The reason our roads suck is money that could fix and expand them goes to transit which relatively no one uses. U.S. Census data shows only 4% of Denver’s commuting population uses transit.


Remember that number — 4%.


Yet, in the Denver metro area, almost all “transportation” dollars go to transit. The Regional Transportation District’s (RTD) failed FasTracks scam spent more than $7 billion at a time when all the highway needs statewide were around $9 billion. We could have fulfilled nearly all of the Colorado Department of Transportation (CDOT) wish list for the entire state with what we spent on one choo-choo train boondoggle.


Next time you’re stuck in traffic, don’t get angry at the car in front of you. Get angry at the rarely used railroad tracks next to you. That’s where your road money went.


Central planners are wed to the three-century-old technology of trains for one simple reason: empire building. No one can compete with them on tracks no one else can use. Monopoly never goes out of style.


RTD just released a study on its stillborn train line from Longmont to Denver, promised since 2004. Their conclusion? It cannot be done unless voters are conned into more taxes, likely in the form of the “Front Range Train” system.

This means taxpayers would have to pay three times to fulfill RTD’s single promise of train tracks.


Most of us still remember RTD’s 2004 pledge of FasTracks being completed by 2017, and at half the current price. They don’t want us to remember that.

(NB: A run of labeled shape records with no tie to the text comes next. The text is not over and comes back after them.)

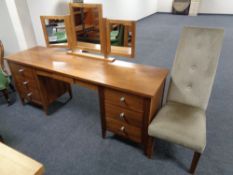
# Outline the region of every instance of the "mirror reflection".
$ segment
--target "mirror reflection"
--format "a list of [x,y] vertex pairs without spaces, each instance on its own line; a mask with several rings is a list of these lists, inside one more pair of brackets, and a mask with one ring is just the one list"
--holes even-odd
[[99,9],[73,7],[73,14],[77,41],[100,44]]
[[45,19],[49,44],[67,43],[64,19]]
[[108,55],[135,56],[135,22],[107,20]]

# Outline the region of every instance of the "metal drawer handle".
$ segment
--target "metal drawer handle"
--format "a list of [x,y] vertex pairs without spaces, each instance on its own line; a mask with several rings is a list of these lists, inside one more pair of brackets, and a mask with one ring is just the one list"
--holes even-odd
[[20,72],[20,73],[23,72],[23,71],[24,71],[24,68],[19,69],[19,72]]
[[125,97],[121,97],[120,102],[125,102]]
[[31,96],[32,96],[32,92],[29,92],[29,93],[27,94],[27,96],[28,96],[28,97],[31,97]]
[[23,85],[27,85],[29,83],[29,81],[24,81]]
[[120,130],[121,130],[122,132],[125,132],[125,127],[122,126]]
[[120,113],[120,119],[121,119],[121,120],[124,120],[124,119],[125,119],[125,113],[124,113],[124,112]]

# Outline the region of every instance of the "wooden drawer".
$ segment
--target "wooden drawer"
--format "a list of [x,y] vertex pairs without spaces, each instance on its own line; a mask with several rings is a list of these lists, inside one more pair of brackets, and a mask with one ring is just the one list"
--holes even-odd
[[15,77],[29,77],[34,78],[33,70],[30,67],[20,64],[10,63],[11,72]]
[[117,135],[121,135],[138,143],[141,142],[141,128],[108,117],[106,118],[106,126],[109,131]]
[[143,112],[143,98],[120,91],[105,89],[104,98],[107,103],[118,105],[134,111]]
[[116,105],[105,103],[105,115],[108,118],[112,118],[128,125],[133,125],[141,128],[143,122],[143,113],[135,112],[122,108]]

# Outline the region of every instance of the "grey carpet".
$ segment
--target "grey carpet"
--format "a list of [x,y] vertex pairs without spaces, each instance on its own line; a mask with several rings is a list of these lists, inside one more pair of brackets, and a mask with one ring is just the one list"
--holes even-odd
[[[225,40],[207,110],[207,147],[197,174],[233,174],[233,17],[155,14],[137,23],[137,63],[171,68],[184,25],[221,27]],[[8,145],[42,162],[46,175],[170,175],[186,172],[192,152],[158,140],[153,160],[137,145],[108,134],[101,138],[98,94],[73,87],[74,98],[55,103],[45,116],[19,99],[0,104],[0,133]],[[14,96],[14,94],[12,94]],[[67,97],[60,99],[64,101]]]

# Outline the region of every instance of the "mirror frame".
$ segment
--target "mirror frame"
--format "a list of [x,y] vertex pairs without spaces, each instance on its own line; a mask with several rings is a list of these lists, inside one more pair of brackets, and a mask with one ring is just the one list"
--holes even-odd
[[[121,46],[113,46],[115,50],[112,50],[111,41],[110,41],[110,33],[111,33],[111,25],[112,24],[122,24],[127,27],[132,27],[132,45],[131,45],[131,54],[128,54],[129,50],[126,47]],[[135,57],[135,36],[136,36],[136,22],[135,21],[126,21],[126,20],[112,20],[107,19],[106,21],[106,45],[107,45],[107,55],[115,55],[115,56],[123,56],[128,58]]]
[[[104,45],[104,29],[103,29],[103,15],[101,4],[83,4],[83,3],[69,3],[70,7],[70,18],[71,18],[71,29],[72,29],[72,50],[80,49],[89,52],[103,53],[105,52]],[[99,13],[99,33],[100,33],[100,44],[79,42],[76,36],[75,24],[74,24],[74,9],[73,8],[97,8]],[[98,46],[99,45],[99,46]]]
[[[65,30],[66,30],[66,36],[67,36],[67,43],[61,43],[61,44],[50,44],[49,43],[49,37],[48,33],[46,30],[46,24],[45,20],[64,20],[65,24]],[[71,30],[70,30],[70,15],[65,15],[65,16],[40,16],[43,32],[44,32],[44,38],[46,42],[47,47],[62,47],[62,48],[71,48],[72,46],[72,40],[71,40]]]

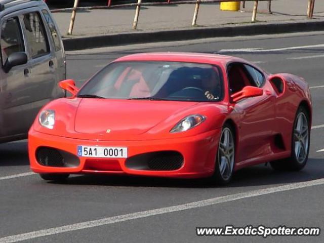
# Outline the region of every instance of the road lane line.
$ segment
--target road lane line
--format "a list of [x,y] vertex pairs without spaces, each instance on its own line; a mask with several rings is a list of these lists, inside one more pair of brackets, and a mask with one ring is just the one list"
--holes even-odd
[[324,125],[313,126],[313,127],[312,127],[312,129],[318,129],[319,128],[324,128]]
[[16,178],[17,177],[23,177],[24,176],[32,176],[35,175],[33,172],[26,172],[25,173],[16,174],[15,175],[12,175],[11,176],[3,176],[0,177],[0,181],[2,180],[7,180],[8,179]]
[[163,215],[170,213],[175,213],[189,209],[197,209],[204,207],[215,205],[223,202],[236,201],[244,198],[254,197],[263,195],[323,184],[324,184],[324,179],[319,179],[313,181],[292,183],[275,187],[261,189],[247,192],[242,192],[232,195],[214,197],[206,200],[181,204],[176,206],[168,207],[166,208],[153,209],[152,210],[138,212],[136,213],[124,214],[114,217],[109,217],[95,220],[64,225],[55,228],[51,228],[29,232],[28,233],[23,234],[10,235],[3,238],[0,238],[0,243],[12,243],[21,241],[22,240],[27,240],[42,236],[53,235],[54,234],[70,232],[74,230],[107,225],[120,222],[147,218],[148,217]]
[[314,48],[317,47],[324,47],[324,44],[313,45],[310,46],[300,46],[297,47],[284,47],[273,49],[265,49],[264,48],[241,48],[239,49],[222,49],[215,53],[256,53],[256,52],[278,52],[280,51],[286,51],[287,50],[297,50],[301,49]]
[[289,59],[289,60],[310,59],[311,58],[318,58],[320,57],[324,57],[324,54],[314,55],[313,56],[305,56],[304,57],[288,57],[287,59]]
[[320,88],[324,88],[324,85],[320,85],[319,86],[312,86],[309,87],[309,89],[319,89]]

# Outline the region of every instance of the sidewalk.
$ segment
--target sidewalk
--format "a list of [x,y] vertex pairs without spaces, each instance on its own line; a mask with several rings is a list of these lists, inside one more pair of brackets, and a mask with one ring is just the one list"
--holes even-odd
[[[71,36],[66,34],[71,12],[54,13],[53,15],[62,34],[68,39],[125,33],[234,27],[237,25],[248,25],[253,28],[254,25],[260,24],[265,24],[265,26],[268,23],[324,21],[324,4],[321,4],[320,1],[315,3],[314,20],[306,19],[307,2],[307,0],[273,1],[272,14],[267,13],[267,2],[260,2],[257,16],[259,22],[256,23],[250,23],[253,2],[246,2],[244,12],[222,11],[218,4],[202,3],[196,27],[191,26],[194,4],[142,6],[137,30],[132,29],[135,7],[80,10],[77,12],[73,35]],[[289,30],[287,31],[290,32]]]

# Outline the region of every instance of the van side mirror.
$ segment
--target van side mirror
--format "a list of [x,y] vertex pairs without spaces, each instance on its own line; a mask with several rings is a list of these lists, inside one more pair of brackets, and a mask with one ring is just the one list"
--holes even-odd
[[236,103],[243,99],[261,96],[263,94],[263,90],[254,86],[246,86],[242,90],[231,95],[233,102]]
[[27,63],[27,55],[24,52],[12,53],[8,57],[5,65],[4,65],[5,72],[8,73],[13,67]]
[[74,96],[78,92],[79,89],[75,86],[75,82],[73,79],[66,79],[59,83],[59,86],[66,91],[70,92]]

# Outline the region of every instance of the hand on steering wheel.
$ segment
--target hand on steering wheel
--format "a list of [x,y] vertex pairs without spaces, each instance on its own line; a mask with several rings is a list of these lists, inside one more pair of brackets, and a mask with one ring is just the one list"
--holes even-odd
[[197,87],[186,87],[186,88],[185,88],[184,89],[182,89],[182,90],[196,90],[204,93],[204,91],[201,89],[199,88],[197,88]]

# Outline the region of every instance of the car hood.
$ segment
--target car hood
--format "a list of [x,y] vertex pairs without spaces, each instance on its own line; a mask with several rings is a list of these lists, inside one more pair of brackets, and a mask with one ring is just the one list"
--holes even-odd
[[75,113],[74,130],[78,133],[99,135],[101,139],[131,139],[196,104],[84,98]]

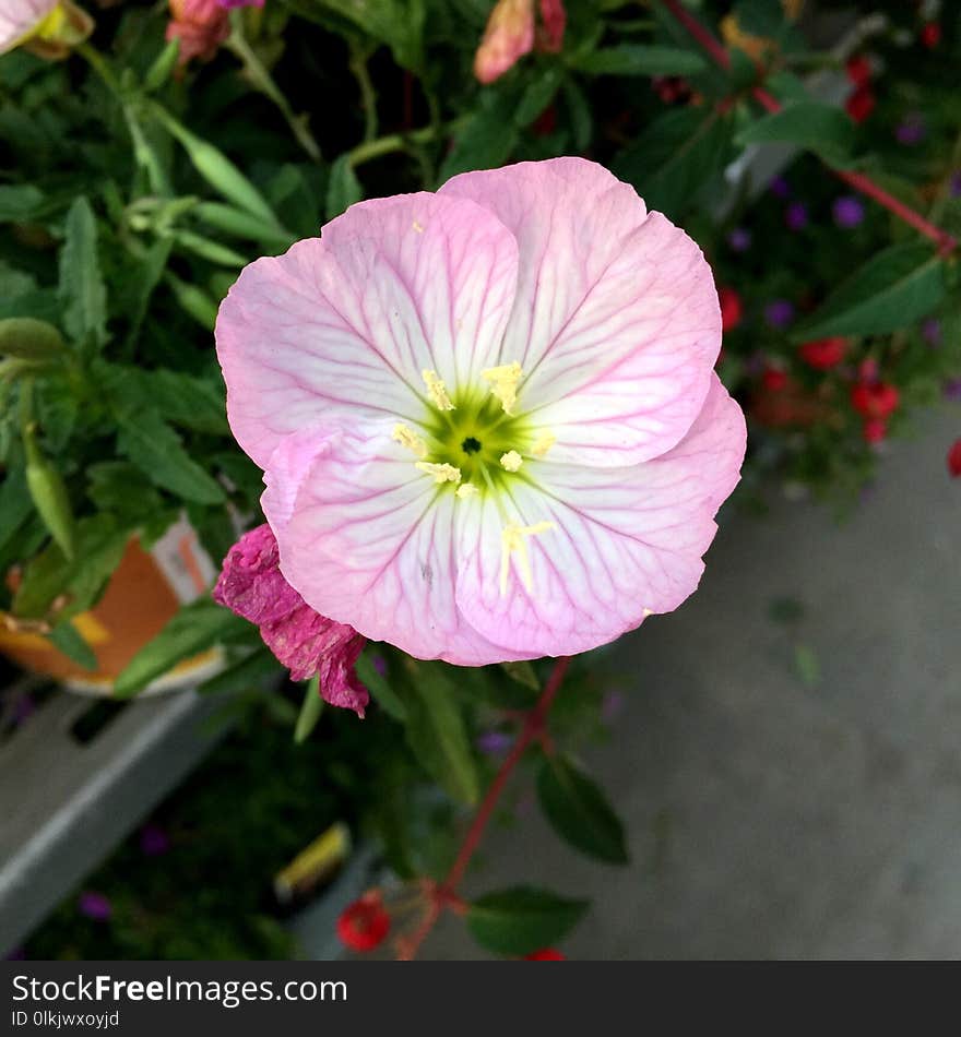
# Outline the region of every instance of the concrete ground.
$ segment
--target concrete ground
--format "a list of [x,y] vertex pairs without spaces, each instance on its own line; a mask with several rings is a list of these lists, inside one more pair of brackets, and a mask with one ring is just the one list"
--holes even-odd
[[[467,889],[592,897],[577,958],[961,958],[959,434],[954,407],[892,444],[846,524],[728,515],[698,593],[617,648],[634,687],[589,758],[631,866],[534,812]],[[423,956],[483,954],[450,919]]]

This traumatic memory of theft will be the major obstacle in their quest to soak us for a Front Range rail system from Fort Collins to Pueblo.


So, expect a flurry of lip service about making the Longmont-Denver line a reality soon. How soon? Real soon, trust us, just approve this tax for a statewide system.


And what will Longmont get? Nothing close to what they were promised. According to RTD’s recent report, the best they can do would be to send three little one-way trains down to Denver in the morning and the same three back to Longmont in the evening carrying a mere one-tenth of what they promised in 2004.


You notice I said this would be the third promise to build out a system. Like Holocaust deniers, RTD and their cronies pretend the 1971 tax increase that committed to build 128 miles of rail by 1980 never existed. And bless the media for keeping it hidden.


Yes, you are still paying for that 1971 promise, a half-cent-a-dollar sales tax (which was to be cut in half in 1980 but wasn’t) and later increased to six-tenths of a cent. Add to that the 2004 Fastracks increase to a full penny per dollar, and you get one of the well-funded transit agencies in the nation.


But it’s even worse. Much worse. To “cut greenhouse gas emissions,” Colorado’s Department of Transportation is planning to suck even more money out of your roads to shower on transit people mostly don’t ride.


In an August 2021 rulemaking memo, CDOT says, “it is estimated that between a quarter and a third of resources will need to be shifted towards transportation projects that have air quality mitigation benefits — as well as other societal co-benefits — in order to achieve the targets set in the rule.”


CDOT plans to siphon 28% of the state’s road funding to multi-modal transport (read choo-choo trains and bike paths) by 2031.


So, the goal is to have a third of our road money stolen for transit that carries, at most, 4% of commuters. This isn’t bad policy. This is mobility malfeasance.

Of course, if we really cared about air quality, we would work on getting cars moving since stop-and-go traffic produces the most air pollution.


May I suggest a different guiding principle altogether. Every marginal transportation dollar must go to the project that reduces auto traffic the most. That’s it. Judge every dollar spent on how much it cuts car traffic.


If using 200-year-old train technology or a bike path reduces traffic more than new toll lanes or general-purpose lanes, then go for it. If not, stop robbing us for unicorn projects and stop robbing our time in traffic jams.